To further demonstrate the value of these 3D chromatin contact maps, we applied these data to advance our understanding of human brain evolution. We first integrated a recent inventory of 2,104 human-gained enhancers active during cerebral corticogenesis⁸ with our Hi-C data (Extended Data Fig. 5a, Methods). As expected, regions that physically interact with human-gained enhancers were enriched with enhancers and promoters (Extended Data Fig. 5c); most interactions were within the same TAD (Extended Data Fig. 5d), although the majority of such contacts were relatively long-range (Extended Data Fig. 5b). Most enhancers (~65%) were not interacting with adjacent genes (Fig. 2a) and a substantial number (~40%) of genes interact with human-gained enhancers (Hi-C_evol genes) in a brain-specific manner, emphasizing the importance of defining tissue-relevant chromatin contacts (Fig. 2b). These brain-specific Hi-C_evol genes were highly enriched for neuronal specific functions such as axon guidance and synaptic transmission, whereas genes defined by Hi-C interactions in non-neuronal cells were not (Extended Data Fig. 5e, 6a, b). A notable case is a human-gained enhancer that interacts with a gene ~500 kb away in CP, ARHGAP11B, a recently discovered human-specific gene implicated in the expansion of human neocortex¹⁹ (Fig. 2e).

**Figure 2: Regulatory architecture of human-gained enhancers.**

To determine whether human-gained enhancers are associated with human cognition⁸, we tested whether Hi-C_evol genes were enriched in known intellectual disability (ID) risk genes. Indeed, we find that Hi-C_evol genes, but not genes defined solely by proximity to enhancers, nor those defined by Hi-C interactions in non-neural cells, were significantly enriched with ID risk genes (Fig. 2c; Methods). Salient examples include ASPM, mutations in which cause autosomal recessive primary microcephaly²⁰. Additionally, we find that human-gained enhancers as a group are interacting with protein-coding genes harbouring the signature of purifying selection (Extended Data Fig. 6c), consistent with the model that human-specific traits result primarily from changes in regulatory elements, rather than changes in protein coding sequence^7,8. By contrast, lineage-specific interactions with human-gained enhancers are enriched for primate-specific long non-coding RNAs (lncRNAs; Fig. 2d, Extended Data Fig. 6d), consistent with their adaptive evolution²¹. This distinction between signatures of selection on protein coding genes versus lncRNA is consistent with putative gene regulatory roles for these human-gained enhancer-interacting lncRNAs.

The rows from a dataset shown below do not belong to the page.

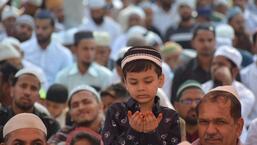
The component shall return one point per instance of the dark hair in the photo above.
(140, 66)
(82, 35)
(45, 14)
(216, 96)
(85, 136)
(204, 26)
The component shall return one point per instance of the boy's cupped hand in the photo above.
(144, 122)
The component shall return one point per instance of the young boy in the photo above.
(56, 100)
(141, 120)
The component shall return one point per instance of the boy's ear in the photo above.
(161, 80)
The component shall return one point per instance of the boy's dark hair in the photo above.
(150, 58)
(45, 14)
(215, 97)
(82, 35)
(204, 26)
(57, 93)
(85, 136)
(140, 66)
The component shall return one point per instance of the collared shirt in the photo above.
(247, 100)
(52, 59)
(97, 76)
(197, 142)
(117, 130)
(192, 70)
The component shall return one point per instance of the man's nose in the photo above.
(211, 129)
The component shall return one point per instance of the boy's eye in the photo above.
(148, 81)
(133, 82)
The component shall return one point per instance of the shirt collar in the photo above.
(134, 106)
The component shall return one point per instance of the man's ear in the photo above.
(161, 80)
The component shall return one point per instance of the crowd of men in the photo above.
(60, 67)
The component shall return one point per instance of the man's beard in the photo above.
(191, 120)
(23, 107)
(99, 20)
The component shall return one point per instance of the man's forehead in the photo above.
(82, 95)
(214, 109)
(192, 93)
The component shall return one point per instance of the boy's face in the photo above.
(143, 86)
(55, 109)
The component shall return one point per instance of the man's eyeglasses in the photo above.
(190, 101)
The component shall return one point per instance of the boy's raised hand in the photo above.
(151, 122)
(136, 121)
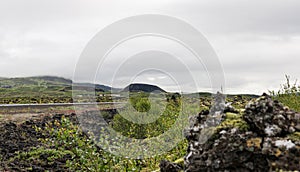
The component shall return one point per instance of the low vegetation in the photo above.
(66, 143)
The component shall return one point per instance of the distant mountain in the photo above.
(97, 87)
(139, 87)
(51, 82)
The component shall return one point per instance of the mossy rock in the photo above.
(295, 136)
(233, 121)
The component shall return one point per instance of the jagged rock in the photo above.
(266, 146)
(166, 166)
(270, 118)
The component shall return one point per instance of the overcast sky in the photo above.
(257, 42)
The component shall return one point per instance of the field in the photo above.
(52, 139)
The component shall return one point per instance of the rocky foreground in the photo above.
(264, 137)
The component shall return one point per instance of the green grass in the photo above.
(289, 94)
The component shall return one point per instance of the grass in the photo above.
(68, 139)
(289, 94)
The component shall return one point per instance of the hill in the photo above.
(43, 89)
(140, 87)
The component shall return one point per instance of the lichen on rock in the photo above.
(264, 137)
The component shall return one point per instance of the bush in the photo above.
(289, 94)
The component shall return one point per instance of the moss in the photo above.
(254, 142)
(233, 121)
(35, 154)
(295, 136)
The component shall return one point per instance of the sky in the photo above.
(257, 42)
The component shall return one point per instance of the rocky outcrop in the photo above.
(270, 141)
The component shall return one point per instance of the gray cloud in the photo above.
(257, 41)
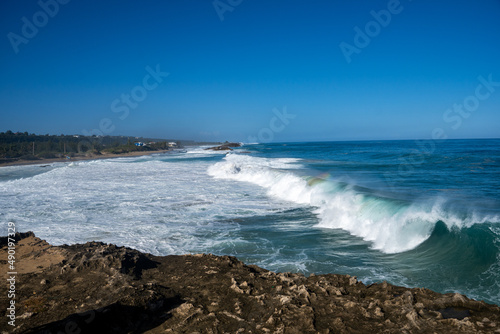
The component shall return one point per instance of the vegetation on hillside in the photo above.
(23, 145)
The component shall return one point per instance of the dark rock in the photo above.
(224, 147)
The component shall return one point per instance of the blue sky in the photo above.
(225, 77)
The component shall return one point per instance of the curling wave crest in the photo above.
(392, 226)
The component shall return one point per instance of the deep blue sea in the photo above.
(413, 213)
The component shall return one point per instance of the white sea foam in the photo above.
(392, 227)
(150, 204)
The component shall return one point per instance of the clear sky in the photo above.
(330, 70)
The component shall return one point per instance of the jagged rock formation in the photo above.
(100, 288)
(224, 147)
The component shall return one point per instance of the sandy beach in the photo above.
(80, 158)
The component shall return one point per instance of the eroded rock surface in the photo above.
(100, 288)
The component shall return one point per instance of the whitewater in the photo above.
(377, 210)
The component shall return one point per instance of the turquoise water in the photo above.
(419, 214)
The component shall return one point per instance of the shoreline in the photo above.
(81, 158)
(56, 287)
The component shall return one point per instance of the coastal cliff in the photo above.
(97, 288)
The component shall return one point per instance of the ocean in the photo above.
(412, 213)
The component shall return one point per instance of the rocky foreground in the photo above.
(100, 288)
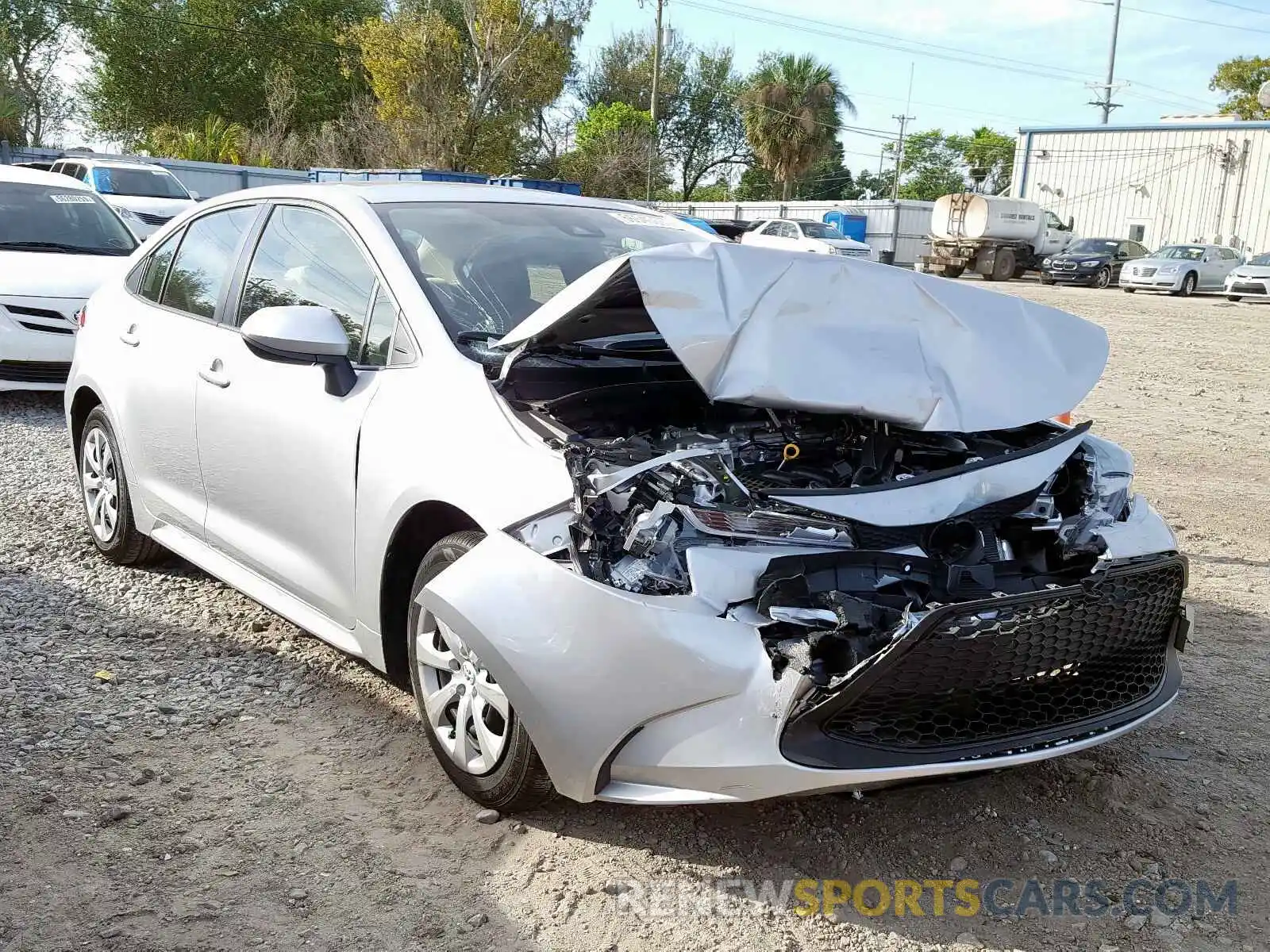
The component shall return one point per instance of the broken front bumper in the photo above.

Next, we applied the developing brain Hi-C maps to advance our understanding of a major neuropsychiatric disorder (Methods; Extended Data Fig. 7). A recent landmark study by the Psychiatric Genetics Consortium (PGC) identified 108 genome-wide significant schizophrenia-associated loci²². Since nearly all of these loci reside in relatively uncharacterized non-coding regions of the genome²², understanding which genes they affect and assigning function are major challenges. Since schizophrenia is postulated to have neurodevelopmental origins²³, we derived a set of significant schizophrenia SNPs from the PGC GWAS (credible SNPs)²⁴, and assigned intergenic or intronic SNPs to interacting genes defined by Hi-C (Methods; Extended Data Fig. 7a). Consistent with observations that linear chromosomal organization does not capture many regulatory interactions¹¹, Hi-C identified ~500 genes that were neither adjacent to index SNPs, nor in linkage disequilibrium (LD) with them (Fig. 3a, b, Extended Data Fig. 8a–d). These candidate schizophrenia risk genes were enriched for postsynaptic density, acetylcholine receptors, neuronal differentiation, and chromatin remodellers, functions consistent with the convergence of schizophrenia-associated risk variants onto specific pathways in brain development and function^23,25,26 (Fig. 3c, d). Using PGC-defined credible SNPs²² identified the same major pathways (Extended Data Fig. 7b). A substantial number of genes (~30%) interact with schizophrenia credible SNPs only in developing brain, and not in the non-neuronal cells, indicative of tissue specificity (Extended Data Fig. 9a–c).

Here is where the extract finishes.